佐々木則夫監督と澤穂希選手
高校時代は名門帝京高校で主将、現大宮の前身であるNTT関東ではMF、DFとして1部昇格に貢献した。33歳で現役を引退し、その後は指導者の道を歩んだ。指導者としての確たる実績はないが、07年12月に日本女子代表監督に就任した。
「小さな娘たちが粘り強くやってくれました」と優勝後の代表インタビューで笑顔でこたえた佐々木監督。PK戦に入る直前に指示を出していた際にも笑顔だった。この朗らかさが、武器だということはよく言われる。だが、雰囲気作りだけでは勝てない。
チームの得点源である澤穂希選手をボランチに下げるという思い切った決断が、チームを完全に変えた。組織でいう人事だ。もちろん、失敗すれば澤選手の選手生命を無駄に、チームの雰囲気まで悪くしてしまう。
監督就任時に佐々木監督は「W杯を経験して、強豪チームに勝つためには、もっと相手の良さを消すためのプレーをしていかなければならないと感じている」とこたえている。
最も得点力のある選手を守備的な位置にまで下げるという矛盾。しかし、最も能力のある澤選手を相手の攻撃の芽を摘むボランチに下げて、ボールを奪ってすぐさま速攻に移すというスタイルが完成した。

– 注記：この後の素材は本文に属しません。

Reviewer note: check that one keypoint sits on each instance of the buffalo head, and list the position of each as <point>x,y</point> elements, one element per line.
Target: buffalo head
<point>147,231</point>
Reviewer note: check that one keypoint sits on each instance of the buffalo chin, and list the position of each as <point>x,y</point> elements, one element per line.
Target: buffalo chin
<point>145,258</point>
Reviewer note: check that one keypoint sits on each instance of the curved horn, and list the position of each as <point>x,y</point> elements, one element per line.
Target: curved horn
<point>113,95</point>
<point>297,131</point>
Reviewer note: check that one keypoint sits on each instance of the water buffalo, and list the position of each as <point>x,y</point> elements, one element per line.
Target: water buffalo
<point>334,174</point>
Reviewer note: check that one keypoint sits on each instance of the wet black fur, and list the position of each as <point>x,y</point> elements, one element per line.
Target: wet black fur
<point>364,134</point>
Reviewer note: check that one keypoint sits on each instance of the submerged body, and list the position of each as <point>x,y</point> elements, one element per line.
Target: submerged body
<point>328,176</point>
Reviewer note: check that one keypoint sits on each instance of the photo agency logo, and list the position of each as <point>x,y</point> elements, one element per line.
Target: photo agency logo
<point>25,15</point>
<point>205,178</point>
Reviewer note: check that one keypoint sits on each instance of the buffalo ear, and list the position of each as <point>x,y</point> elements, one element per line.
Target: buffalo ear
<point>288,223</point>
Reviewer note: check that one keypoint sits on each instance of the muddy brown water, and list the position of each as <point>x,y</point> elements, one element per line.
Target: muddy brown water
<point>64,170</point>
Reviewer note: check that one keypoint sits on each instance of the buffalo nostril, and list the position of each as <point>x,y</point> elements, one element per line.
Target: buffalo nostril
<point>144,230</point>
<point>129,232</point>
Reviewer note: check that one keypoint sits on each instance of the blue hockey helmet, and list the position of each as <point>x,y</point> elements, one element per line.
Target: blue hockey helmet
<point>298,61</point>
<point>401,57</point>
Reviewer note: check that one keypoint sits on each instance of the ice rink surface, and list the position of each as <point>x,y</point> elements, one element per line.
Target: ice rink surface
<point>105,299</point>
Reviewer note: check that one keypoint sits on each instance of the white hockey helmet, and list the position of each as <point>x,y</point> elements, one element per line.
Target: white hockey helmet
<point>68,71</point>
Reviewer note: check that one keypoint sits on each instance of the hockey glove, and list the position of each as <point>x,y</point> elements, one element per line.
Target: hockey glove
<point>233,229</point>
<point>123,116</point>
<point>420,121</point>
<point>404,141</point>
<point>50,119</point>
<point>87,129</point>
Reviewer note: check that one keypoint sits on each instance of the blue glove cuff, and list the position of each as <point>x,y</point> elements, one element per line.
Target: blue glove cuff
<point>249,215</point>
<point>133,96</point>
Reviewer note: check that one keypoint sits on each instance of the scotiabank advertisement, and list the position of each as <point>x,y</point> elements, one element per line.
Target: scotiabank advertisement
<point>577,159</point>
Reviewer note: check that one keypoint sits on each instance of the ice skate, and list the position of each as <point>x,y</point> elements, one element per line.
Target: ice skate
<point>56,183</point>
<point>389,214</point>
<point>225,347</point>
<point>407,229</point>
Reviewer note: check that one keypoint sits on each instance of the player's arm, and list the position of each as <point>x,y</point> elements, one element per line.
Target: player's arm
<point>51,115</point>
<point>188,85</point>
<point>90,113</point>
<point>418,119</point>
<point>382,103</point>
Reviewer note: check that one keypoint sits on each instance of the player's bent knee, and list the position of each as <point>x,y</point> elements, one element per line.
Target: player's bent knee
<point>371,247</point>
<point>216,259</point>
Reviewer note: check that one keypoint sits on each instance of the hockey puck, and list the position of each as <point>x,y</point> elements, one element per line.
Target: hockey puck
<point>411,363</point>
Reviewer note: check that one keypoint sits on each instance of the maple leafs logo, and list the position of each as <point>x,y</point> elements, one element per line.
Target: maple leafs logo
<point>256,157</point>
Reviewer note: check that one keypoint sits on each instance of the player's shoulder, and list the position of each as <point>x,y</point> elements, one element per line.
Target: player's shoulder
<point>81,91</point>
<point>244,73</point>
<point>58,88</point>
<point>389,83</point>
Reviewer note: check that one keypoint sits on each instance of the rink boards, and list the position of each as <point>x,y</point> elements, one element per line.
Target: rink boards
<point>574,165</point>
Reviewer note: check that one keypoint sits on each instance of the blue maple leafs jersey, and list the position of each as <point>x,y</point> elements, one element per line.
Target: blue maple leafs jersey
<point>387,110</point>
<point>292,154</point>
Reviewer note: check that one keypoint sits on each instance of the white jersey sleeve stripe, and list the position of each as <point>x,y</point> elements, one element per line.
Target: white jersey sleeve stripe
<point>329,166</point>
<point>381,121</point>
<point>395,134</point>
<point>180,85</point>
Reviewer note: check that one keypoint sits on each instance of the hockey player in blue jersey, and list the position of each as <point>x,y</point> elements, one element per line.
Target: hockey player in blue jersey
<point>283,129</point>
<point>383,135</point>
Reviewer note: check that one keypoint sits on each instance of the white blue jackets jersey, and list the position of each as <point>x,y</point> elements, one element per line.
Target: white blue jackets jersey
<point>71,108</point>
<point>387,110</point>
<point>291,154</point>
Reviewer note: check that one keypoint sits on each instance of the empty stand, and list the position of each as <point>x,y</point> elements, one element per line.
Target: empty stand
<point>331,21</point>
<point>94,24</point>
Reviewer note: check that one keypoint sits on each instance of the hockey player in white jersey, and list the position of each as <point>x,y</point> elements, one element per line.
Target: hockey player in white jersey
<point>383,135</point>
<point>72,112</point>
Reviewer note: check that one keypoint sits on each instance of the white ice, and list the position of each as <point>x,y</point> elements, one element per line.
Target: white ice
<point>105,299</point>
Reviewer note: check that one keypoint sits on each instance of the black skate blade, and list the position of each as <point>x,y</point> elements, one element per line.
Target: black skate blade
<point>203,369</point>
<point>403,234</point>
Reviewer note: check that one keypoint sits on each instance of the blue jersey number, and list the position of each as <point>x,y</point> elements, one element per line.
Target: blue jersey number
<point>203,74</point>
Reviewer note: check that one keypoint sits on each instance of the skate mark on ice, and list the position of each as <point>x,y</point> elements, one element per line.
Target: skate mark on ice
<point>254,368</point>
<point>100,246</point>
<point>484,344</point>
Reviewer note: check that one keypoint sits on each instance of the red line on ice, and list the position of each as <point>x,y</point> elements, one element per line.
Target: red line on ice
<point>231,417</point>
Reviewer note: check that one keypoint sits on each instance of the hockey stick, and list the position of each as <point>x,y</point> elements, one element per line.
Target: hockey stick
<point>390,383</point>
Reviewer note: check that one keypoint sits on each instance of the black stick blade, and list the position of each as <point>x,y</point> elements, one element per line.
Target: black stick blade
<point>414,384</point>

澤選手が今大会でも得点王になったように、実は大英断だったということだ。さらに今大会での選手起用もことごとく当たった。それは、選手の特徴やコンディションを誰よりもよく理解していたからだろう。
W杯優勝でなでしこJAPANの結束はさらに強固になったことだろう。しばしの休養の後に、次は12年ロンドン五輪の予選がすぐ目の前に迫っている。